Figure 5 shows that THR298, SER229, SER297, GLU291, SER294, TRP50, ALA497, PRO230, and HIS293 amino acid of the target receptor are involved in the interaction with template molecule (molecule 1 in Table 6). Figure 6 shows that THR416, THR416, SER294, THR295, GLY484, TYR391, HIS293, ASP454, SER457, THR295, SER483, ARG393, and VAL456 are the amino acid of the target receptor involved in the interaction with a designed molecule (molecule 7 in Table 5), while Fig. 7 shows that ARG481, MET485, GLY484, THR295, THR295, HIS369, VAL490, VAL490, PRO523, VAL456, and VAL432 are the amino acid of the target receptor involved in the interaction with the approved direct-acting antiviral agents (molecule 14 in Table 5). Also Fig. 8 shows that ALA413, GLN434, ASN556, SER489, GLU493, ASP454, THR295, THR433, VAL456, and VAL490 are the amino acid of the target receptor involved in the interaction with molecule 15 in Table 5 and Fig. 9 shows that GLU493, TRP501, TYR502, GLY253, THR269, ASP412, ASP412, ALA413, PRO558, ALA497 are the amino acid of the target receptor involved in the interaction with molecule 16 in Table 5. It was observed from the docking results presented in Table 6 that the target amino acid THR is involved in the interaction with all the docked molecules. This implies the importance of this amino acid in the inhibition of HCV NS3/4a protease/helicase. The bound complex of telaprevir with HCV NS3/4a protease/helicase is accompanied by the establishment of a covalent bond between the serine nucleophile of the HCV protease catalytic triad and the ketoamide connectivity of telaprevir which forms a stable, covalent and reversible complex with the serine protease, but the designed molecule accounts for both covalent and non-covalent interactions of the inhibitor with HCV NS3/4a protease/helicase. It was also observed that molecule 7 shows more interaction with the target receptor when compared to the template molecule and approved direct-acting antiviral agents which imply, the more the interaction the better the inhibition.
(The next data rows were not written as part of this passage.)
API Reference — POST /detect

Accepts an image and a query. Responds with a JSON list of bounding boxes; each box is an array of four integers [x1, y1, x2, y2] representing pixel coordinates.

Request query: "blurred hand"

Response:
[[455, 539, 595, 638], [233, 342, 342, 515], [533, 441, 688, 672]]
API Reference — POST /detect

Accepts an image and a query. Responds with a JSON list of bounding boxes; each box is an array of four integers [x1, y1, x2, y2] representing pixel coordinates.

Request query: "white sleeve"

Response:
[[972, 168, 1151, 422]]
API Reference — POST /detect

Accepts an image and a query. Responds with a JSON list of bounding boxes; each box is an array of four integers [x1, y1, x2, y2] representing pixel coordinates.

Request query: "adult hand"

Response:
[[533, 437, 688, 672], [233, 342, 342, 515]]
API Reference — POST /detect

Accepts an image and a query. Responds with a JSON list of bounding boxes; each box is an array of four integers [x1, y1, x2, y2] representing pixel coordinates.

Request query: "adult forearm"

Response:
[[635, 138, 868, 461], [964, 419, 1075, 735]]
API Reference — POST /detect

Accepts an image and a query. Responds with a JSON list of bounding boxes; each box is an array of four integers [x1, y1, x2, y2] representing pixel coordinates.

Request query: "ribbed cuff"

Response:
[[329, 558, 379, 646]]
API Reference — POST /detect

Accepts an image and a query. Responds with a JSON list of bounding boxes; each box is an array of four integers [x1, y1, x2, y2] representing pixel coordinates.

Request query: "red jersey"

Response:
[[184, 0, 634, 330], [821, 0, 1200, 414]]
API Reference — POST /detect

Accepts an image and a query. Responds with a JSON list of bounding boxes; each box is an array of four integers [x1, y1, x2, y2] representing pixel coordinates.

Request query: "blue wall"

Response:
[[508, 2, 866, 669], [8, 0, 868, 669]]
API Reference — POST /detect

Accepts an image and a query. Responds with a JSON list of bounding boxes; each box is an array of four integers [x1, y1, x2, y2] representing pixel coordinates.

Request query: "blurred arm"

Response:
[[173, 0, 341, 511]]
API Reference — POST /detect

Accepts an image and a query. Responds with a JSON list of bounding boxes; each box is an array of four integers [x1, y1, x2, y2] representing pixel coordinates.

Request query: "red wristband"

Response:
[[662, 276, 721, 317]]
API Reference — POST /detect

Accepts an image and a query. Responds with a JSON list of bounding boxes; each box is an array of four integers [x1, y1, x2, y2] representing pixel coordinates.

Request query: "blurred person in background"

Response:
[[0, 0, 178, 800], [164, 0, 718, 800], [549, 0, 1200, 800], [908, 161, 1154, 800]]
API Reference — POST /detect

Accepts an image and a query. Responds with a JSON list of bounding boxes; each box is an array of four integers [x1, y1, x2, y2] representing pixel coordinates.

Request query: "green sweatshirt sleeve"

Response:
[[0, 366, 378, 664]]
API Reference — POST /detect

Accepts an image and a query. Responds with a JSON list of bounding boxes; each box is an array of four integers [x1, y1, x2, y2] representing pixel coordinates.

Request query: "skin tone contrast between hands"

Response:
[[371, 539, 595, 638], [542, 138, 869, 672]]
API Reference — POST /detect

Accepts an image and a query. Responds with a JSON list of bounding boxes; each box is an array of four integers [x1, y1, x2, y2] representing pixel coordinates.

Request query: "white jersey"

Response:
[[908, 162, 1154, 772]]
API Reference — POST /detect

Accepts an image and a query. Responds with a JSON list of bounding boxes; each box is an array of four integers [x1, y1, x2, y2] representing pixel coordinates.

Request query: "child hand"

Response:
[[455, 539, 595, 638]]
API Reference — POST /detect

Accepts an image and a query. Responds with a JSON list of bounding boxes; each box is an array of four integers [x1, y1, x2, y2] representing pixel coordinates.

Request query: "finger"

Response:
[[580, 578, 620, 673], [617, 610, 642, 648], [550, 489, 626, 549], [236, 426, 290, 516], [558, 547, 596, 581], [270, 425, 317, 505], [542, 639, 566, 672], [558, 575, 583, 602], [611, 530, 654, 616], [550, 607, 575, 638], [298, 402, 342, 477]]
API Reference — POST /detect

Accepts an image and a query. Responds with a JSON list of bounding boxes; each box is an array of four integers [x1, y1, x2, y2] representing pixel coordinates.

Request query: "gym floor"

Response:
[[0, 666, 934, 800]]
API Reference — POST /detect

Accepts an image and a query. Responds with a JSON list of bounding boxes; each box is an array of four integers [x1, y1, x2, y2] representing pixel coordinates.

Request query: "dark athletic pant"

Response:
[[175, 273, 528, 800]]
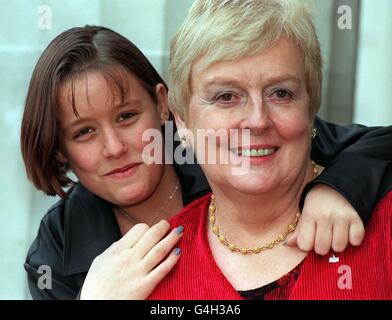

Limitations of the present study

Non-availability of reliable experimental datasets on hepatitis C virus.

Conclusion

The theoretically verified QSAR model found offered rationales to describe the anti-hepatitis-C virus activities of researched molecules. The model is theoretically reliable with sound statistical record (\(r^{2} = 0.{77}0{4}\) and \(r_{{{\text{pred}}}}^{2} = 0.{7}0{47}\)). And meet the conditions of a satisfactory QSAR model suggested by various groups. Different molecules having improved anti-hepatitis-C virus activity compared to the better active molecule in the data collection (compound 33), have been proposed for deep investigation. The binding affinity (− 10.7) of this newly identified molecule docked into the binding pocket of 3D structures of HCV NS3/4a protease/helicase (PDB ID: 4A92) were found to be better than that of compound 33 (− 7.5) in the datasets as well as approved direct-acting antiviral agents (Telaprevir, Simeprevir, and Voxilaprevir) which are − 9.5, − 10.0, and − 10.5, respectively. Hence, a novel molecule was identified showing high potency as HCV NS3/4a protease inhibitors.